Upon the successful completion of its tasks, the Pod-Configuration gracefully concludes its operations and sends a signal to the operator-engine, prompting the initiation of the algorithm pod for subsequent steps. This repository serves as a fundamental component in ensuring the seamless processing of jobs by efficiently managing assets, algorithm files, and addressing potential provisioning errors. By effectively handling these crucial aspects, the Pod-Configuration establishes a solid foundation for smooth job execution and enables the efficient progression of the overall workflow.
Pod Publishing is a command-line utility that seamlessly integrates with the Operator Service and Operator Engine within a Kubernetes-based compute infrastructure. It serves as a versatile tool for efficiently processing, logging, and uploading workflow outputs. By working in tandem with the Operator Service and Operator Engine, Pod Publishing streamlines the workflow management process, enabling easy and reliable handling of output data generated during computation tasks. Whether it's processing complex datasets or logging crucial information, Pod Publishing simplifies these tasks and enhances the overall efficiency of the compute infrastructure.
The primary functionality of Pod Publishing can be divided into three key areas:
1.**Interaction with Operator Service**: Pod Publishing uploads the outputs of compute workflows initiated by the Operator Service to a designated AWS S3 bucket or the InterPlanetary File System (IPFS).

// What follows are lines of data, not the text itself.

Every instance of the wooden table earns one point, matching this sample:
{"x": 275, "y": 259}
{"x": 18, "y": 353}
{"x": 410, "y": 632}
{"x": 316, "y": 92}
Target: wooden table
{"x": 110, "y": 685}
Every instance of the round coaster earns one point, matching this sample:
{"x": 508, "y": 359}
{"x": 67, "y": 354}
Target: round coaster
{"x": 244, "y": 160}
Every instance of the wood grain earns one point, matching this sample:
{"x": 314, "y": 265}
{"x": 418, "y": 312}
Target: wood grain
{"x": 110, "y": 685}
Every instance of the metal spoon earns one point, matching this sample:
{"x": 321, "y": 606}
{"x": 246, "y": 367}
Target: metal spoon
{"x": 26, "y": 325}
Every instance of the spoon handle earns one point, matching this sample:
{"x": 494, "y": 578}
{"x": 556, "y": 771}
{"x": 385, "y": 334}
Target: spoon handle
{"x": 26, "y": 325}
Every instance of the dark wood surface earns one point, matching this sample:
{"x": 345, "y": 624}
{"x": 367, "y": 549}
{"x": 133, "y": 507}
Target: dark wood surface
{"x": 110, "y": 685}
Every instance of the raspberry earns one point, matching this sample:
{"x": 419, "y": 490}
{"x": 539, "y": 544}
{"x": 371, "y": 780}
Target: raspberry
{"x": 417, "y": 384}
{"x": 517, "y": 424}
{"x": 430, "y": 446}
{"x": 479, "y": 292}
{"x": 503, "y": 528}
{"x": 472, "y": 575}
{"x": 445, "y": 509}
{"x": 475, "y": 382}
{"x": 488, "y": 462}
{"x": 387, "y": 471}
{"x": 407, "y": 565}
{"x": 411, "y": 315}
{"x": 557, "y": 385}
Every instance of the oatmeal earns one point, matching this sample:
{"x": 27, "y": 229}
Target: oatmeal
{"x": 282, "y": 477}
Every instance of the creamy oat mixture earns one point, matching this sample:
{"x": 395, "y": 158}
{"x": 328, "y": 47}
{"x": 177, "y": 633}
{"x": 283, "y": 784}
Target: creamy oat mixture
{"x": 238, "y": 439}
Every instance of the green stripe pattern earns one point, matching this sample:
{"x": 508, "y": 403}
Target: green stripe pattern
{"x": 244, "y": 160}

It logs all processing steps and updates a PostgreSQL database.
2.**Role in Publishing Pod**: Within the compute infrastructure orchestrated by the Operator Engine on Kubernetes (K8s), Pod Publishing is integral to the Publishing Pod. The Publishing Pod handles the creation of new assets in the Ocean Protocol network after a workflow execution.
3.**Workflow Outputs Management**: Pod Publishing manages the storage of workflow outputs. Depending on configuration, it interacts with IPFS or AWS S3, and logs the processing steps.
* Pod Publishing does not provide storage capabilities; all state information is stored directly in the K8s cluster or the respective data storage solution (AWS S3 or IPFS).
* The utility works in close coordination with the Operator Service and Operator Engine, but does not have standalone functionality.